Dual scale of rights upheld when based on objective and reasonable grounds – Sagardoy

The Audiencia Nacional Employment Chamber judgment of 25 February 2009 confirmed in Spain the legality of the dual scale of rights (mainly in relation to salary) regulated by the current CLH (Tierra) collective bargaining agreement.


This matter originated from issues affecting the State-owned company CAMPSA, which lost its oil monopoly under Law 34/92 and was forced to adapt to the oil sector legislation under European law, intended to open to competition.

This substantial change of circumstances resulted in the creation of a number of new entities. The most important of these was CLH (Tierra), whose main activity is the distribution of liquid hydrocarbons in Spain through the management of oil pipelines.

The new situation led to the need to adapt a collective bargaining agreement which, due to the employer’s advantageous status as a monopoly, had been granting very generous rights (including relating to salary, functional inflexibility, etc), which were found to be incompatible with the demands of a competitive market.

In view of this, collective dismissals were carried out and a new agreement was concluded. The terms of which made a distinction between the rights applicable to “privileged” workers – hired during the days in which it enjoyed a monopoly – and those who had joined later.

The agreement was challenged by a trade union before the employment tribunal and was eventually held to be lawful on 5/3/2007 by the Fourth Chamber of the Supreme Court, which held that a dual scale which was necessary to enable CLH to adapt to new circumstances was neither abusive nor discriminatory.

Román Gil, de Sagardoy, explica el reciente juicio del Tribunal Supremo, de la Sala Cuarta de lo Social, que confirmó la legalidad del continuo uso de la doble escala salarial llevada a cabo por la petrolera CLH, a condición de que su uso sea siempre conforme con circunstancias objetivas y razonables. La introducción de esa doble escala salarial tuvo su origen en el convenio salarial acordado después de la privatización de la empresa, por lo cual, y en nombre de la competitividad, se pagó menos a los trabajadores que se incorporaron de manera posterior.

New challenge

The recent judgment issued by the Audiencia Nacional relates to a subsequent trade union challenge of the company’s current collective bargaining agreement (although the challenge was brought by a minority trade union, the majority trade union joined in and, as such, was signatory to the agreement which is now under challenge).

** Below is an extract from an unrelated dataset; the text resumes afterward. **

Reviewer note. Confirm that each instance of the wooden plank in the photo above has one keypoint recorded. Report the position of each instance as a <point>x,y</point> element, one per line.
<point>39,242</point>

In this instance the claimants argued that the dual scale of rights was no longer lawful in view both of the company’s situation and of certain Supreme Court case law which they believed to apply.

Following a trial in which the company was represented by Juan Antonio Sagardoy, the Audiencia Nacional held that the circumstances leading to the confirmation of the previous collective bargaining agreement still applied. Amongst them were the need to adapt to the competition while respecting, on a personal basis, more advantageous terms for “older” employees, in addition to the ability to have a new collective bargaining agreement with rights conferred by a previous one, and concluded that the dual scale was based on objective and reasonable grounds.

It is worth adding that in CLH’s current collective bargaining agreement, just as in the case leading to the Supreme Court judgment of 30/10/2008 relating to Repsol’s dual scale and whose reasoning coincides with that of the Audiencia Nacional, it is not a projection of remuneration differences into the future but the maintenance, on a personal basis, of the terms applicable to certain workers (increasingly fewer in number) and the establishment of a single common system to guarantee the company’s viability.